The Poisson distribution is appropriate to use if the following four assumptions are met:
Assumption 1: The number of events can be counted.
We assume that the number of “events” that can occur during a given time interval can be counted and can take on the values of 0, 1, 2, 3, … etc.
Assumption 2: The occurrence of events are independent.
We assume that the occurrence of one event does not affect the probability that another event will occur.
Assumption 3: The average rate at which events occur can be calculated.
We assume that the average rate at which events occur during a given time interval can be calculated and that it is constant over each sub-interval.
Assumption 4: Two events cannot occur at exactly the same instant in time.
We assume that at each extremely small sub-interval exactly one event occurs or does not occur.
The following examples show various scenarios that meet the assumptions of a Poisson distribution.
Example 1: Number of Arrivals at a Restaurant
The number of customers that arrive at a restaurant each day can be modeled using a Poisson distribution.
This scenario meets each of the assumptions of a Poisson distribution:
Assumption 1: The number of events can be counted.
The number of customers that arrive at a restaurant each day can be counted (e.g. 200 customers).

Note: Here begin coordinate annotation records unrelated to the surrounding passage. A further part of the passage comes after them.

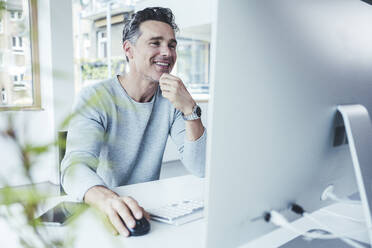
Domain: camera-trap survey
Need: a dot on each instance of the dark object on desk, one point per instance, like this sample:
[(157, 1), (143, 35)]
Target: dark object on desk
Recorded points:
[(142, 227), (367, 1), (319, 243), (62, 213)]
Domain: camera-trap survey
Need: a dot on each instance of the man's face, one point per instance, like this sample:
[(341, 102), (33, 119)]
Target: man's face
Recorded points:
[(155, 50)]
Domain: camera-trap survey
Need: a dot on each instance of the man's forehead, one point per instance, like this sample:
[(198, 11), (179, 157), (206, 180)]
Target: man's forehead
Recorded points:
[(157, 29)]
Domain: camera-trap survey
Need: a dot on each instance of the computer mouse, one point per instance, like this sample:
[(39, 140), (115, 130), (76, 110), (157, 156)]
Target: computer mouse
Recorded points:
[(142, 227)]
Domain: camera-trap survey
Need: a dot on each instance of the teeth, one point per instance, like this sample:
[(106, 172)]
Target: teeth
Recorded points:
[(162, 64)]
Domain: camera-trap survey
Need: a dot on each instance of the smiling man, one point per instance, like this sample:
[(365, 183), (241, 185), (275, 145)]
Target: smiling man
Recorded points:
[(120, 127)]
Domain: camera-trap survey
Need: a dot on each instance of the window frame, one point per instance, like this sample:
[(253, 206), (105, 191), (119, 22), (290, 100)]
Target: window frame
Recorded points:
[(35, 63)]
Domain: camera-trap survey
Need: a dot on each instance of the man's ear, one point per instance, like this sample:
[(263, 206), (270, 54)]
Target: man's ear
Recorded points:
[(128, 49)]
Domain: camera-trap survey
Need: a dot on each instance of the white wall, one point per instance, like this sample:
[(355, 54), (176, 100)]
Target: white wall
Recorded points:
[(57, 91)]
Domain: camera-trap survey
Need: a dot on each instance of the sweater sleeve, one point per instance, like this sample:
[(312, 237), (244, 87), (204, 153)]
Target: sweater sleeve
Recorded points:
[(84, 141), (192, 152)]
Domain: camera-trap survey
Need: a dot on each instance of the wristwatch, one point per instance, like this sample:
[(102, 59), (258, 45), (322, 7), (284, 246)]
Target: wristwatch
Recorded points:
[(196, 113)]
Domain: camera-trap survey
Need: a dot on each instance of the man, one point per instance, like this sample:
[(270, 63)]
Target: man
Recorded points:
[(120, 127)]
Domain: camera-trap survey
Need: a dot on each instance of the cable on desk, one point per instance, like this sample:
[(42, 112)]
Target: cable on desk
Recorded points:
[(329, 195), (300, 211)]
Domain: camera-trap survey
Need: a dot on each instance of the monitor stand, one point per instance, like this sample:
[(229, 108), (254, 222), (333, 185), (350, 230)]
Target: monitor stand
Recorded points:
[(358, 129)]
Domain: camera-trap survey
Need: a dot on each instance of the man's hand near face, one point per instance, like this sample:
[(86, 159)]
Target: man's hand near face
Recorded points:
[(175, 91), (116, 208)]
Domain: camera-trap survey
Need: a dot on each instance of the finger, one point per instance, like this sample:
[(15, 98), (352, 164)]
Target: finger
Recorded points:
[(166, 95), (166, 88), (111, 226), (166, 82), (118, 224), (170, 76), (125, 215), (134, 207), (146, 214)]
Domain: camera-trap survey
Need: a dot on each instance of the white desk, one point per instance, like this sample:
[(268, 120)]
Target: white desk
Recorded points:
[(91, 232)]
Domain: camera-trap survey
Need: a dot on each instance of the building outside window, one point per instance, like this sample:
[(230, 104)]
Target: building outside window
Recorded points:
[(1, 59), (102, 44), (4, 99), (17, 44), (15, 15), (19, 73), (92, 57)]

Assumption 2: The occurrence of events are independent.
Assumption 3: The average rate at which events occur can be calculated.
We can easily collect data on the average number of customers that enter the restaurant each day.

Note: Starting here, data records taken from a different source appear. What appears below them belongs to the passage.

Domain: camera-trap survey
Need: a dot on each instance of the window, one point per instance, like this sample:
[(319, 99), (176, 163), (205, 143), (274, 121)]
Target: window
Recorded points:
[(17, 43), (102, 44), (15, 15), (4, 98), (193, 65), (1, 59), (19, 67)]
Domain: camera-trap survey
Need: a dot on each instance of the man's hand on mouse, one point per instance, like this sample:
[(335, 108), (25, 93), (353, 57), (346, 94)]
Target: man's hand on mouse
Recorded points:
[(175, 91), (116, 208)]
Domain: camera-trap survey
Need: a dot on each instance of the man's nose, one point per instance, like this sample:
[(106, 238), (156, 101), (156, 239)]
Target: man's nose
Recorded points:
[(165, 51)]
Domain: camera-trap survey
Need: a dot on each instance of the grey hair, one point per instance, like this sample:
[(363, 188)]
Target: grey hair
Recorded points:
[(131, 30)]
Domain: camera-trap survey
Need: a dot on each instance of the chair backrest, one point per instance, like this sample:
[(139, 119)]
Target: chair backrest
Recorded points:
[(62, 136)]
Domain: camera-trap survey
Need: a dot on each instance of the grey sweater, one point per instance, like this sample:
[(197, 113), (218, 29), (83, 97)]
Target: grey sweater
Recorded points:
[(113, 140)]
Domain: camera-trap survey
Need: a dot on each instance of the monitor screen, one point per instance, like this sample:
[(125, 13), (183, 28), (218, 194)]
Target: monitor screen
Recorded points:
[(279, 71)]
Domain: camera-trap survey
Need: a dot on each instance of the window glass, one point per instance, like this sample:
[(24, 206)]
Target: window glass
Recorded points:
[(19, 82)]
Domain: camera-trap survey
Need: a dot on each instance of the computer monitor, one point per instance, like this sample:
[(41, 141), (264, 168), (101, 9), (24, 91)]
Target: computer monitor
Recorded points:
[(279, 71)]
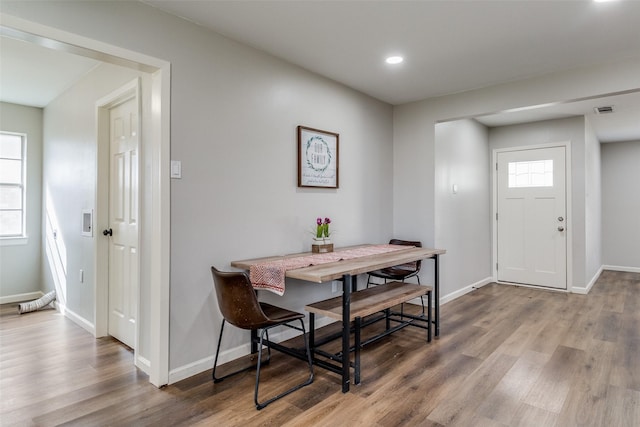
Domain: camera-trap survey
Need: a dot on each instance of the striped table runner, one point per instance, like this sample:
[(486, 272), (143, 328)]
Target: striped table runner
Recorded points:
[(271, 275)]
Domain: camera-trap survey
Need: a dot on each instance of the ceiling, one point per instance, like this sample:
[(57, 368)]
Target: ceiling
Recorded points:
[(448, 46)]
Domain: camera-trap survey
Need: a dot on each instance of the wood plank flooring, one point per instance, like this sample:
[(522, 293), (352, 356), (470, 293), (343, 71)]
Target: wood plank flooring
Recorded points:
[(507, 356)]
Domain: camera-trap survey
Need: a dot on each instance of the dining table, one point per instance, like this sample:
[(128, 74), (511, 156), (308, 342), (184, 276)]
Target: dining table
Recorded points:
[(346, 271)]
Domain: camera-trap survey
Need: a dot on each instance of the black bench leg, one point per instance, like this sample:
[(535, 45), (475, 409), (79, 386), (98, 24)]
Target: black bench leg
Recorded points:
[(312, 334), (429, 325)]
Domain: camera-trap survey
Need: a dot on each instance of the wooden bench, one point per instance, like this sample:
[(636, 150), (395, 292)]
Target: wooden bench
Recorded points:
[(379, 298)]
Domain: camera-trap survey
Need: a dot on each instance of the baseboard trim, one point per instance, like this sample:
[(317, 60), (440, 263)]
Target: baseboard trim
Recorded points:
[(77, 319), (621, 268), (28, 296), (143, 364), (460, 292), (585, 290), (206, 364)]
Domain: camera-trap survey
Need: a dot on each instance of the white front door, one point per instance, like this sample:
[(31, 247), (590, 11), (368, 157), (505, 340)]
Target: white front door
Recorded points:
[(123, 221), (531, 217)]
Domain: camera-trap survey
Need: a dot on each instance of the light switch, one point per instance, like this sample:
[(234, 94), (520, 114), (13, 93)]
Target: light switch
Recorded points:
[(176, 169)]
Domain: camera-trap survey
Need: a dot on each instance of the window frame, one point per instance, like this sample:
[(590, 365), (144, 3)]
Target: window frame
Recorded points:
[(18, 238)]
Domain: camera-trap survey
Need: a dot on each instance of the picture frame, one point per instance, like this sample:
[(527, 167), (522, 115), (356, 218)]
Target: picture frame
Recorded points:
[(318, 158)]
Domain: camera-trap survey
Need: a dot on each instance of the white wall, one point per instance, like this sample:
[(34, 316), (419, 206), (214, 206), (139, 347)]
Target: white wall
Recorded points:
[(462, 220), (415, 141), (593, 206), (234, 114), (20, 264), (621, 204), (70, 176)]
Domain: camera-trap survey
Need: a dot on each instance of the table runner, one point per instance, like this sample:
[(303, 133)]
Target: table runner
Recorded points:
[(270, 275)]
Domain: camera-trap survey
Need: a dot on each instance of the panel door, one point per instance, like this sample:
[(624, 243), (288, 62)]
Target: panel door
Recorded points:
[(531, 217)]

Assumption 4: Two events cannot occur at exactly the same instant in time.
Two customers cannot technically enter a restaurant at exactly the same moment in time.

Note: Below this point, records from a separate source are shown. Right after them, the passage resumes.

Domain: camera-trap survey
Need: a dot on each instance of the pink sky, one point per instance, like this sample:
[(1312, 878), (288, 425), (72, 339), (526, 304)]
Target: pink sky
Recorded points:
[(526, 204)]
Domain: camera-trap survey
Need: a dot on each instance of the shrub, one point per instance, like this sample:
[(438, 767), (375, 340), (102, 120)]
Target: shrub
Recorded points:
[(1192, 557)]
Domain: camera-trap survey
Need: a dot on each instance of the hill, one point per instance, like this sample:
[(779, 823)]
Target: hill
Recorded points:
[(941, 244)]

Example 2: Number of Network Failures per Week
The number of network failures that a tech company experiences each week can be modeled using a Poisson distribution.
This scenario meets each of the assumptions of a Poisson distribution:
Assumption 1: The number of events can be counted.
The number of network failures each week can be counted (e.g. 3 network failures).
Assumption 2: The occurrence of events are independent.
It’s assumed that the occurrence of one network failure does not affect the probability that another network failure will occur.
Assumption 3: The average rate at which events occur can be calculated.
We can easily collect data on the average number of network failures that occur each week.
Assumption 4: Two events cannot occur at exactly the same instant in time.
Two network failures cannot occur at the exact same moment in time – only one network failure can occur at once.